These words of our Lord are often misused. The “cross” one must take up is viewed as some sort of burden to bear: a physical or mental illness, a bad relationship, poverty, working with difficult people. The list of the burdens of this life are seemingly endless. Those who equate the “cross” with “burden” spend lots of their time and energy in self-pity. O, woe is me. God has given me this burden. I must endure it with grace and dignity since I am a Christian.
Not! God does not place burdens on us so we can prove we are worthy to call ourselves Christians. Yes, God can use and does understand our suffering. He desires nothing more than to take our hurts, disappointments and pain way. He loves us so much that he sent his only Son to die on the cross to take away our sins and bring us to eternal life.
But in Matthew 16, Jesus is not talking about suffering for the sake of suffering. Rather, he is talking about denying one’s self in order to follow him. Believers are to deny their own selfish desires to do the will of the Father, to do what is necessary to follow Christ. Our focus needs to shift from this world’s priorities: financial success, popularity, and comfort to God’s priorities: love him with all your heart, soul, mind, and strength, and to love your neighbor as yourself. “For those who want to save their life will lose it, and those who lose their life for my sake will find it. For what will it profit them if they gain the whole world but forfeit their life? Or what will they give in return for their life?” (Matthew 16:25-26)

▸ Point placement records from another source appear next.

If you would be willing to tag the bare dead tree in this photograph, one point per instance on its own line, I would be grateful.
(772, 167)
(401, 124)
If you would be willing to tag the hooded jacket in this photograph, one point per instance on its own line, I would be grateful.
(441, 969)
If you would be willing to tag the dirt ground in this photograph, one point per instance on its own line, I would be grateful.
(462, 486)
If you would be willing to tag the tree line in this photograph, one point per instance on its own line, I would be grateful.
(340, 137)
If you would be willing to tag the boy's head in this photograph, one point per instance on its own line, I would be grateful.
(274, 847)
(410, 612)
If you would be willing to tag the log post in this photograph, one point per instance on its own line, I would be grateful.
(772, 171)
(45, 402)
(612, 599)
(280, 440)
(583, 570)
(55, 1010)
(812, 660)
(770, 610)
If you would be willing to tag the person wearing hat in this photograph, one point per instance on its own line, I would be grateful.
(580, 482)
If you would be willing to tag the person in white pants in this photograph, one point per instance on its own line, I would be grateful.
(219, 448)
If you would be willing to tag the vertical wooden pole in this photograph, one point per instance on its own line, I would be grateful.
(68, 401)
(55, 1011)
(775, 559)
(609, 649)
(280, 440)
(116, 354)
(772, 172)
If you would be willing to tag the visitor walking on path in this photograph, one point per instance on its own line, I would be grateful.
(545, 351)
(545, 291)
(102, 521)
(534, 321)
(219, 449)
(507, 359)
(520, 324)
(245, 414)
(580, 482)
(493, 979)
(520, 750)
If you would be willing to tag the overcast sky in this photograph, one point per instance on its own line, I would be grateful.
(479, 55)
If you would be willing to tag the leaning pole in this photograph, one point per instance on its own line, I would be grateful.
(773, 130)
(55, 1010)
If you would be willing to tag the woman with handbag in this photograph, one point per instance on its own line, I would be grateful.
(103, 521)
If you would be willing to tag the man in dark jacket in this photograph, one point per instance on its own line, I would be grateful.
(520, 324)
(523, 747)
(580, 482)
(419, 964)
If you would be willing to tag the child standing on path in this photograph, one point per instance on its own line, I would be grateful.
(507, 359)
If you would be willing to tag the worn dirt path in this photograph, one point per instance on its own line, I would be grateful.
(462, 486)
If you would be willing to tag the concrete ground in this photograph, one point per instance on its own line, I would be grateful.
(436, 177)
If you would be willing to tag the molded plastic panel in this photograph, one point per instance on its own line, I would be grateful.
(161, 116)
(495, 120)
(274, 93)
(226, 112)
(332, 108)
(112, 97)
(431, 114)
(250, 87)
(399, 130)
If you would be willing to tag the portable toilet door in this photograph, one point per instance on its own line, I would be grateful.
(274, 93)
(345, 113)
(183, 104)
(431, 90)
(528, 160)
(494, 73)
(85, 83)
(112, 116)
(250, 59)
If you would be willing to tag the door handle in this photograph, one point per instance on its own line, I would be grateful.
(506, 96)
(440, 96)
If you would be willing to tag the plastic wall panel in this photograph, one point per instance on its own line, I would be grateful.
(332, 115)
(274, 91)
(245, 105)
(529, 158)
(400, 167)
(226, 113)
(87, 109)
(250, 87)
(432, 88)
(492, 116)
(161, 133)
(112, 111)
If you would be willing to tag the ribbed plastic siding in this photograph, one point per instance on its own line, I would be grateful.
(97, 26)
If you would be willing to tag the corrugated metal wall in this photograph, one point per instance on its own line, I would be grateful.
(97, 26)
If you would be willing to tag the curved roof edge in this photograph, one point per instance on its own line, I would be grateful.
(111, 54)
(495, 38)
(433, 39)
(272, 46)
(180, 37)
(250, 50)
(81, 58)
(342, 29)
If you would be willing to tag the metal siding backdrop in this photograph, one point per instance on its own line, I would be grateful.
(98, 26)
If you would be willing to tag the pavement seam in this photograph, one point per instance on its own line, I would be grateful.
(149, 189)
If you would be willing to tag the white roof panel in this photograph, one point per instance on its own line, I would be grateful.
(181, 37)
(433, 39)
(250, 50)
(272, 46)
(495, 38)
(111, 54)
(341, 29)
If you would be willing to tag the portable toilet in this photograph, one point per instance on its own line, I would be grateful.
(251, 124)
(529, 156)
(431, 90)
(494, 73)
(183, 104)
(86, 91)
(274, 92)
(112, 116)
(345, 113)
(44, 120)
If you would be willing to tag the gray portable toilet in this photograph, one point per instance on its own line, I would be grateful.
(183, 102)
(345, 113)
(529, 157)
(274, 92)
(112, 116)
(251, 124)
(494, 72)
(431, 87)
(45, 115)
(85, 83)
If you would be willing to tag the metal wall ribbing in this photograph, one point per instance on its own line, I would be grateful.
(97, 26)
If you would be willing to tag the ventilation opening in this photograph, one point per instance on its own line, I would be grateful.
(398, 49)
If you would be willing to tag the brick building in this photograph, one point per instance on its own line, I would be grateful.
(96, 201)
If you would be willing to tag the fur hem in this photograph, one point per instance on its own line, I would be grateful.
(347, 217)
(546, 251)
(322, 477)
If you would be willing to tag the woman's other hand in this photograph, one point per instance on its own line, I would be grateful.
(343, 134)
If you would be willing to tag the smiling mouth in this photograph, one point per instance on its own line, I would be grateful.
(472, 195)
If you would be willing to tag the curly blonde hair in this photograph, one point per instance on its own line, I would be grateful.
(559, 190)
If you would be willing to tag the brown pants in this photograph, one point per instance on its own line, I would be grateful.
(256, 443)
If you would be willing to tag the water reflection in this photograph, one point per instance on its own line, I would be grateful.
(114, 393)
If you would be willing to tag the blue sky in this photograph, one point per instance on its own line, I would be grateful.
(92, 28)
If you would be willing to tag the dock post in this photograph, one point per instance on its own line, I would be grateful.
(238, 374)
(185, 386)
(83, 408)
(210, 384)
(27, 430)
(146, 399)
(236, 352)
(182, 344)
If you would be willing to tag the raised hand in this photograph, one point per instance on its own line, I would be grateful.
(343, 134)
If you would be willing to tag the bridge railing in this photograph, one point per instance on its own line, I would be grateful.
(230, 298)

Doing this requires that we die to ourselves daily. We must submit completely to the will of God, forgoing our wants in favor of God’s. This does not mean that in order to follow Jesus we have to give up everything, go live in the woods eating nothing but “locusts and honey”, sleep on the ground, or to go without clothing. It does mean that we must sacrifice those things we doggedly hold on to and treat as gods. We must do an inventory of those things that keep us from complete submission to God. Instead of picking up the cross of burden, we lay all we are, all we have, down at the foot of the cross.
What can you give up to follow God? How about that over-priced latte so that you can use the money saved to feed the poor? How about your desire to sleep in on Sunday or go to breakfast with friends so you can spend time in worship hearing God’s Word and receiving the Sacrament? How about turning off the TV and your phone for fifteen minutes a day to read the Bible? How about prioritizing how you spend your time to serve at a soup kitchen? You get the idea. To take up the cross and follow Jesus requires we make major shifts in our lives. But in doing so, we gain what the world cannot give us: abundant and eternal life.